Obviously the clothes did! They may be the sort where size isn’t critical, but imagine Leon in the ones I got!

But the psychology of random presents seems right: it encourages us to mix, in search of swaps.

That afternoon I read ‘The Orion Crusades’ from cover to cover. It wasn’t exactly profound, but it was absorbing enough to stave off the boredom.

I suppose there’ll be a few like this doing the rounds. I wonder if Harry’s got rid of his German one yet?

By the time I’d finished, the hall was half empty. I joined a queue, and was soon back in Hall One, with a bag of supper. Supper was rather more generous than the other meals had been, and I put half of it away in my insulated plastic box, for an early breakfast.

Harry appeared. He had managed to get rid of his German novel. He was very pleased with himself: he’d acquired a travelling chess set.

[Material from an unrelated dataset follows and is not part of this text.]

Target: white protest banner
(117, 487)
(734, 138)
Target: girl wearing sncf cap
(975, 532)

I decided that the best way to avoid having to suffer his running commentary was to put him off playing chess with me altogether. I studied every move very carefully, without regard for the clock, and made absolutely sure of trouncing him.

Two hours and three victories later, I decided it was bed time. I was one of the first to do so, although a few people were lying in their sleeping bags reading.

Harry’ll think I’m the sort of dreadful bore who takes chess much too seriously, can’t bear to lose, and doesn’t care about his opponent getting bored.

But then, I don’t care if he does think that. The idea was to put him off playing chess with me.

But I hope he doesn’t spread me a reputation.

I woke in the middle of the night with a desperate need to go to the lavatory. I got up and packed all my things away. It wasn’t so much that I was afraid anyone would take anything, as that I was afraid I wouldn’t be able to find my little pile again, among so many similar piles. Especially in the gloom. When I’d gone to sleep the lights had been bright; now they were dimmer than I’d ever seen them. In each of the lavatory corners, one was a little brighter. With almost everyone asleep on the floor, I could see the walls all the way round.

There was a queue for the toilets.

Four in the morning. We’ve been in here just over twenty-four hours, I think. Twenty-four hours ago we were in this same hall. In another twenty-four hours we’ll be asleep in Hall Four. Round and round and round. What a life! For how long, I wonder? Three weeks? Six months? Years? Why don’t they tell us?

Perhaps they think we’re better off not knowing.

Perhaps they don’t know themselves.

How long will the food last?

The queue for the toilets wasn’t very long, fortunately.

Finding myself a place among the bodies, I noticed that they were clustered in an interesting way: family groups – presumably – all snuggled right up to each other, separated from the next family group by a space just wide enough to walk down. A few individuals with a narrow space all round. I’ll be one of those. The whole assembly forming a super-group of ten or twenty families, with wide expanses of floor separating the super-groups.